The successful appeal entitles the Labour NEC to lie to its own members, to break its own rules at will, and to do away with any pretence of a fair and transparent leadership election. It says that whatever rights you think you possess, expect to wave them goodbye at the whims of a politicised and partisan executive. 130,000 recent members have been left without a vote, while the five members who challenged the NEC must now pay the executive £30,000 in costs.

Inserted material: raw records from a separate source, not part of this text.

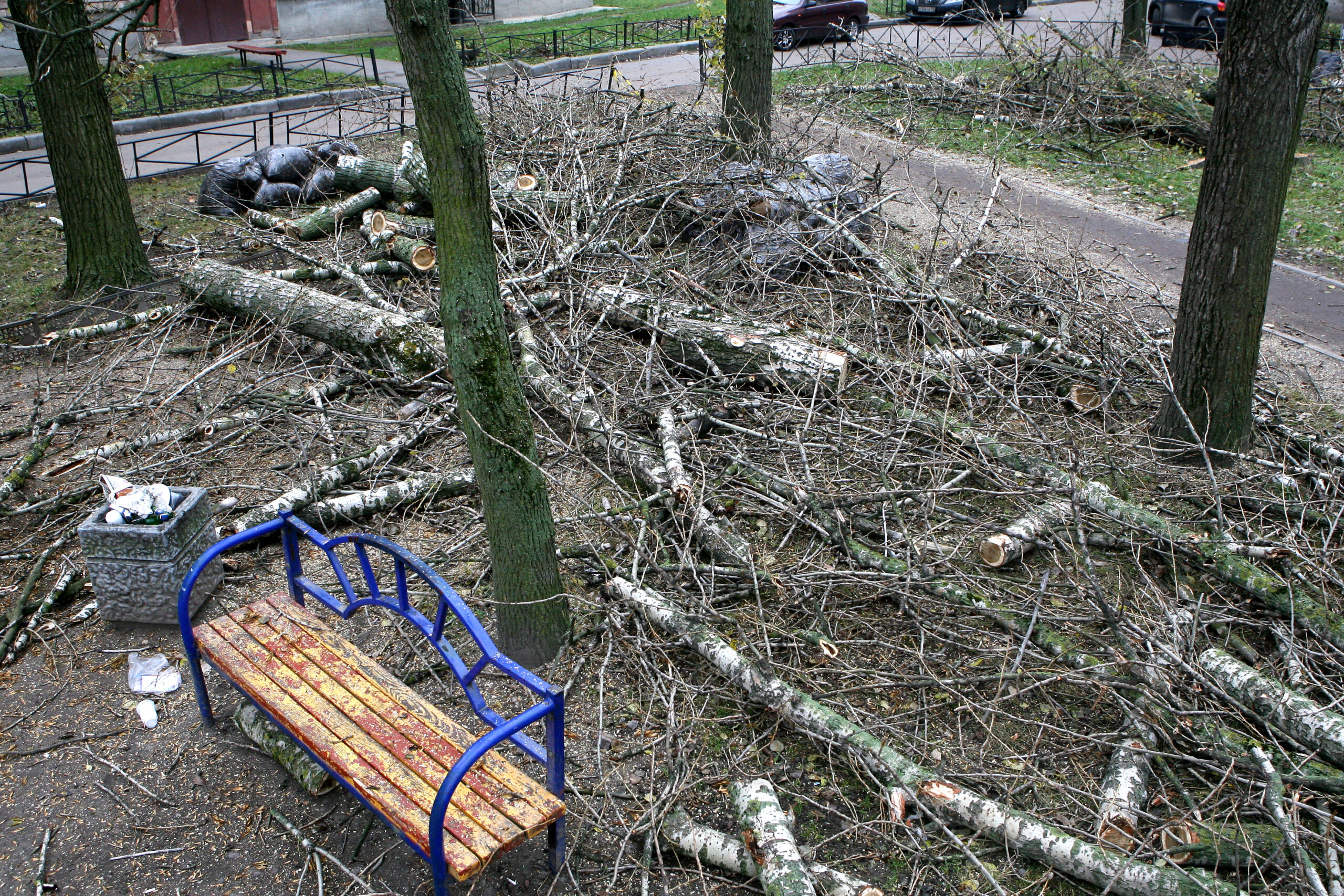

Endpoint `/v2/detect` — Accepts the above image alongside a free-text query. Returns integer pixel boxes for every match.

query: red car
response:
[774,0,868,50]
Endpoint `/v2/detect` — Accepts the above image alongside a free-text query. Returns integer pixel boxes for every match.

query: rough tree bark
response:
[9,0,153,293]
[1152,0,1325,461]
[723,0,774,154]
[387,0,569,668]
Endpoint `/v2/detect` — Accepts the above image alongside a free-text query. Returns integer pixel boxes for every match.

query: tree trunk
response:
[9,0,153,293]
[723,0,774,154]
[1152,0,1325,461]
[1119,0,1148,56]
[387,0,569,669]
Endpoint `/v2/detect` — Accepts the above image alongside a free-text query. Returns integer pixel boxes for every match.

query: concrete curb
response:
[0,86,401,154]
[470,40,700,81]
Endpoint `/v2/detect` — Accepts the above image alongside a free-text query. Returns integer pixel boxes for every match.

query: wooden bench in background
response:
[177,513,564,896]
[228,43,289,69]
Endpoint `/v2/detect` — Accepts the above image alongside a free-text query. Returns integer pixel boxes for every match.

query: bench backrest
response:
[177,511,559,766]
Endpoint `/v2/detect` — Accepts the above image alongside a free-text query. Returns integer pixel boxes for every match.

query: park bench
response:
[177,512,564,896]
[228,43,289,67]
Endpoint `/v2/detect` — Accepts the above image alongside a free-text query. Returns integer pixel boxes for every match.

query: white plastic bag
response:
[136,700,159,728]
[127,653,182,698]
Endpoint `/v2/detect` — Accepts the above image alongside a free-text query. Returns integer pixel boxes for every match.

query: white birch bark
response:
[658,407,692,504]
[897,408,1344,649]
[298,470,476,528]
[1097,737,1150,853]
[514,322,751,565]
[39,305,184,348]
[729,778,817,896]
[1199,648,1344,767]
[980,501,1074,568]
[225,416,444,532]
[606,576,1241,896]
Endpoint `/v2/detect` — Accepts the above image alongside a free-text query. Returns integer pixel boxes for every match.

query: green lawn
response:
[0,56,363,133]
[777,63,1344,267]
[285,0,723,60]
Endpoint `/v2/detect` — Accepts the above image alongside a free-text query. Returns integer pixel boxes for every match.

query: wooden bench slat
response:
[230,605,524,848]
[209,618,505,860]
[195,619,484,880]
[253,595,564,837]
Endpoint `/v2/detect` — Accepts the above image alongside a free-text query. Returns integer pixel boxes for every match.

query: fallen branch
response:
[182,260,447,377]
[606,577,1238,896]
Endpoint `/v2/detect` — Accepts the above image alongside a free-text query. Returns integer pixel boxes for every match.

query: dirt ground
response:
[0,79,1344,896]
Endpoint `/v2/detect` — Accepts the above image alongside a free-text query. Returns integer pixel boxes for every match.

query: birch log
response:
[225,416,444,532]
[1199,648,1344,768]
[298,470,476,528]
[583,286,849,392]
[606,576,1239,896]
[285,187,383,239]
[897,410,1344,649]
[658,806,883,896]
[182,260,447,377]
[729,778,817,896]
[980,501,1074,568]
[514,322,751,567]
[234,700,336,797]
[332,156,415,199]
[40,305,183,345]
[1097,737,1149,853]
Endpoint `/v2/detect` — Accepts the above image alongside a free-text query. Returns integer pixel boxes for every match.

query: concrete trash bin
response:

The process initiated by the NEC and carried through the courts by McNicol has one aim, which is to disenfranchise a body of voters who are thought to back incumbent leader Jeremy Corbyn. Desparate to wrest control of the party from someone who they would variously characterise as unelectable, radical, anti-semitic, or Trotskyist – but whose only real crime is that he troubles their vested interests while winning overwhelming grassroots support – a coterie of Labour politicians have made the demise of Corbyn their sole ideology. But in the process they have severed their party’s last ties to democracy, and risk killing the Labour movement at least for a generation, if not for good.
Those who would still identify with old New Labour cast themselves as moderates eager for power in the name of some unspecified cause. But their battle with Corbyn isn’t a case of them chasing their own left-leaning shadow, for over the past six years those in the alleged centre of the Labour Party have shown themselves content to bask in the shadow of modern Conservatism, pro-business, anti-welfare, anti-immigrant, culturally shallow, and increasingly right wing. The centre ground that old Blairites seek to recover no longer exists.
The legacy of successive Labour governments under Tony Blair and Gordon Brown – even if it was sometimes unintentional – was to exacerbate domestically and especially internationally the shift to the right which ran rampant in the 1980s under the twin leaderships of Ronald Reagan and Margaret Thatcher. Light regulation in the banking and housing sectors contributed directly to the financial crisis and left the young floundering hopelessly at the thought of ever owning their own home. And warmongering in the Middle East created a more volatile and violent world, while inevitably spurring the sort of mass migration which the right whips up into xenophobia and racism for its own gain.
Jeremy Corbyn is the only prominent figure in the Labour Party who seems to stand for anything solid, and what a boon that he happens to stand for those principles which can offer the UK much-needed change. Many of his policies – on spending and taxation, on the renationalisation of public utilities and the railways – are supported unknowingly by the majority of the populace. And as the right of his party vies to cut off much more than its nose to spite its face, his reelection as leader seems more vital than ever.